Now, Beason and two other local students have put that motivation to action, serving as representatives in the Kentucky State Police Drive to Stay Alive program going on this week at KSP headquarters.
Kaitlyn Hager and Ryan Simpson, both seniors at Western Hills High School, have joined FCHS senior Beason and 27 other teens from around the state for the four-day defensive driving academy for teens that combines educational instruction and actual experience (tests on the KSP road course in Richmond).
Students checked in at KSP Wednesday for two days of classroom teaching to be followed by two days on the road course.
Road course driving includes training in skid control, backing, off-road recovery, evasive maneuvers and controlled braking.

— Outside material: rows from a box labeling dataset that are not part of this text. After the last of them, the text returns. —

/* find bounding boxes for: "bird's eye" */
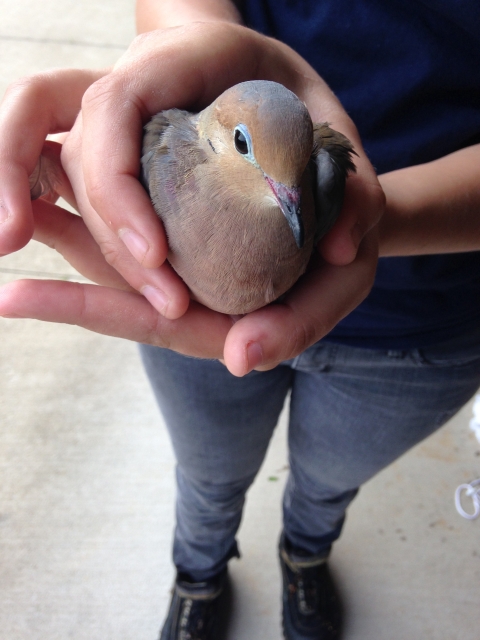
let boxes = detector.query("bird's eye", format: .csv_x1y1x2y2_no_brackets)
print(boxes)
235,128,250,156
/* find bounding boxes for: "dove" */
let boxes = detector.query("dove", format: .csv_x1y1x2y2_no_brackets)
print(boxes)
30,80,355,316
141,80,355,315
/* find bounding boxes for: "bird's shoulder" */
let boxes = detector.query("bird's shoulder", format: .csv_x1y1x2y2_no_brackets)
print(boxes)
142,109,206,191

Students are coached by the same instructors that train KSP troopers.
“Our goal is that every one of the students that leaves here will know how to handle those situations,” said Sherry Bray, media coordinator at the KSP Highway Safety Branch.
Classroom lessons include seatbelt safety, the causes of wrecks, aggressive and distracted driving and more. Students also learn how to share the information they’ve learned with their communities – the program’s real goal.
“The effectiveness of the program is based on the concept that a message conveyed by a fellow student carries more weight with other students and is therefore more memorable,” says Sgt. Rick Saint-Blancard, KSP public affairs branch commander, in a press release.
Simpson was already forming ideas about his outreach slogan Thursday (“Click your belt or the pain will be felt”) and Hager and Beason were making plans to give presentations to their respective student bodies.
“Over the past two years, I think I’ve lost nine or 10 friends,” Hager said. “Most of them have been to car wrecks because someone was driving under the influence or not paying attention – just preventable stuff.
“It’s not a game. People turn 16 and can drive so they think about independence, but it’s much more.”
After seeing several graphic videos, Beason and Simpson agreed with Hager’s sentiment.
“The things we watched – you don’t want to see that in real life,” Beason said.
“These are real accidents, real injury, real death,” Simpson added. “It’s a serious thing.”
And if any of the academy’s students couldn’t make a personal connection to the serious need for safe driving, speaker Wil Craig changed that quickly.
Some may have seen the dynamic 22-year-old from Louisville in national AT&T commercials about texting and driving.
In the ad, Craig, clad in a black T-shirt, shakily holds up a sign with the letters “where r” as he explains the story of the car accident that changed his life.
On their way to the movies, Craig’s girlfriend began texting while she drove down the highway. Already at 105 mph, she lost control and went airborne into a tree at 120 mph.
The girl walked away unhurt, but Craig, the passenger, suffered a traumatic brain injury, a collapsed lung and several broken ribs. Having died and been revived three times on scene, Craig was given a 4 percent chance of survival.
When he woke from an eight-week coma, doctors told Craig’s family he’d never walk, talk or graduate high school.
That was in 2008. Now, he walks – though with a hitch because of his brain injury – talks slowly but clearly and is taking classes at Jefferson Community Technical College.
Craig began speaking to high school students after AT&T signed him up for a 15-city tour in 2011, and says he loves his life of advocacy.
“If you close your eyes for five seconds when you’re driving at 55 mph, you know how far you went? A whole football field. And if you text and drive, you’re 23 times more likely to get into an automobile accident.
“Those two statistics are pretty easy to remember, but people might not always remember them. They’ll always remember my story that impacted them though. They’ll always remember the words I say.”
There have been 169 crashes in Franklin County so far in 2012 involving teen drivers that have resulted in 32 injuries. In 2011, there were 286 collisions, resulting in 53 injuries and four fatalities.